1 de fevereiro de 2015

A Pessoa do Ano

En dónde están los profetas /que en otro tiempos nos dieron /las esperanzas y fuerzas para andar. /En las ciudades, en los campos, /Entre nosotros están. /Sencilla cosa es la muerte /difícil cosa la vida /cuando no tiene sentido ya luchar. Nos enseñaron las normas /para poder soportarnos/ y nunca nos enseñaron a amar. Ricardo Cantalapiedra

A vida religiosa como profecia
A tradição de escolher a pessoa do ano começou com a revista Time em 1927. É declarada pessoa do ano, alguém que foi admirável, que fez algo pela humanidade, que se destacou pelo seu carisma, que respondeu da maneira mais adequada aos desafios do seu tempo. Alguém que em certo sentido foi um profeta. 
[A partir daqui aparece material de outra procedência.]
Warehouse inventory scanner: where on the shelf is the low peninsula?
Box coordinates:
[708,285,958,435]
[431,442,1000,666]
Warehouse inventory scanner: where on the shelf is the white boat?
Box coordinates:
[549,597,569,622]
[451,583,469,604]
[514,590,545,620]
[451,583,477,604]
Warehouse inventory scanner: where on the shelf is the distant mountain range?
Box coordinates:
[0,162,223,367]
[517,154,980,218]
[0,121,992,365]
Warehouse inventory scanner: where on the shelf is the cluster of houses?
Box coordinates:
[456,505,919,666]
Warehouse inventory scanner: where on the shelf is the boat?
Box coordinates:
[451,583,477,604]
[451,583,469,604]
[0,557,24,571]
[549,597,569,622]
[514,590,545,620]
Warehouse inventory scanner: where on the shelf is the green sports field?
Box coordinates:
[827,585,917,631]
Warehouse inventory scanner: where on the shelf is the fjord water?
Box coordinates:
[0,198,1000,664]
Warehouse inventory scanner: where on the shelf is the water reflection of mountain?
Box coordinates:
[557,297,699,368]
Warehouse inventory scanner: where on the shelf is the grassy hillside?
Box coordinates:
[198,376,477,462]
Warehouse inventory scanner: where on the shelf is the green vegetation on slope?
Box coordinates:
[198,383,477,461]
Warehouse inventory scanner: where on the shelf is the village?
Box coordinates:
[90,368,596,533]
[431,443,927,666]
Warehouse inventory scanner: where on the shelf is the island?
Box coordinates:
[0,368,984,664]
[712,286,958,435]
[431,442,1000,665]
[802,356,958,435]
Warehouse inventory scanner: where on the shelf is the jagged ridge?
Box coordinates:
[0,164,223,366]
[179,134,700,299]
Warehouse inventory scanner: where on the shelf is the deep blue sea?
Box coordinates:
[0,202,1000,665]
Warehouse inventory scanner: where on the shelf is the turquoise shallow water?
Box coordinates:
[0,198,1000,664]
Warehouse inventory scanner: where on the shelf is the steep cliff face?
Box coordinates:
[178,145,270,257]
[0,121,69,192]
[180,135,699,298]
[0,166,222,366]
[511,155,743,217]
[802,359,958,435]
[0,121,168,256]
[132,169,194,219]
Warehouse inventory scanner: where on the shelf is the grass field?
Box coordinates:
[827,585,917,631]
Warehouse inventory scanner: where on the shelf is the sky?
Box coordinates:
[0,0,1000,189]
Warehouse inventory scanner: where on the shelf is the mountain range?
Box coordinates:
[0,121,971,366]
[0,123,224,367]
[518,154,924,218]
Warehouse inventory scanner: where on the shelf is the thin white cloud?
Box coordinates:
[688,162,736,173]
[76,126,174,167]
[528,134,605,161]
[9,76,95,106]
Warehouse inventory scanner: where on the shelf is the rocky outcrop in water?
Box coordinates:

Por exemplo Barack Obama foi a pessoa do ano 2008 e 2012 por ser o primeiro presidente negro dos Estados Unidos, com tudo o que isso significava num país onde a escravatura só foi abolida no século XIX e os pretos e o racismo em pleno seculo XX depois de Luther King. Em 2012 o Papa Francisco foi nomeado a pessoa do ano, pois em poucos meses conquistou a simpatia de milhões de pessoas com a sua simplicidade e os seus gestos simbólicos

Na tradição do Antigo Testamento, o profeta é o homem certo para o momento certo; é o que sabe interpretar o momento presente da vida do povo à luz da vontade de Deus, de quem se sente mensageiro, por vezes também intermediário entre Deus e os homens. É sempre um líder natural e uma pessoa carismática; tanto criticava um comportamento que não era adequado, aos olhos de Deus, como confortava e infundia esperança nas horas amargas, como o exílio da Babilónia.

Eu não era profeta, nem filho de profeta. Era pastor e cultivava frutos de sicómoros (Amós 7, 14). Ao contrário dos sacerdotes de Jerusalém e dos doutores da lei, os profetas não provinham do establishment, não tinham pedigree. Era o Espírito que aqui e ali, nos momentos em que era preciso, ia suscitando um guia para o seu povo.

Agora não há nem príncipe, nem profeta, nem chefe, nem holocausto, nem sacrifício, nem oblação, nem incenso, nem um local para te oferecer as primícias e encontrar misericórdia (Daniel 3, 28). Como se nota do texto o profeta era uma figura importante para o povo, sem ele o povo sentia-se desorientado, confuso, abandonado, sozinho, inseguro…

Segundo a distinção canónica temos hoje dois tipos de clero, o regular, os religiosos e o clero secular. O clero diocesano está mais metido no mundo, são os pastores das ovelhas do Senhor; neste sentido, o seu papel é muito semelhante ao dos doutores da lei e dos sacerdotes de Jerusalém.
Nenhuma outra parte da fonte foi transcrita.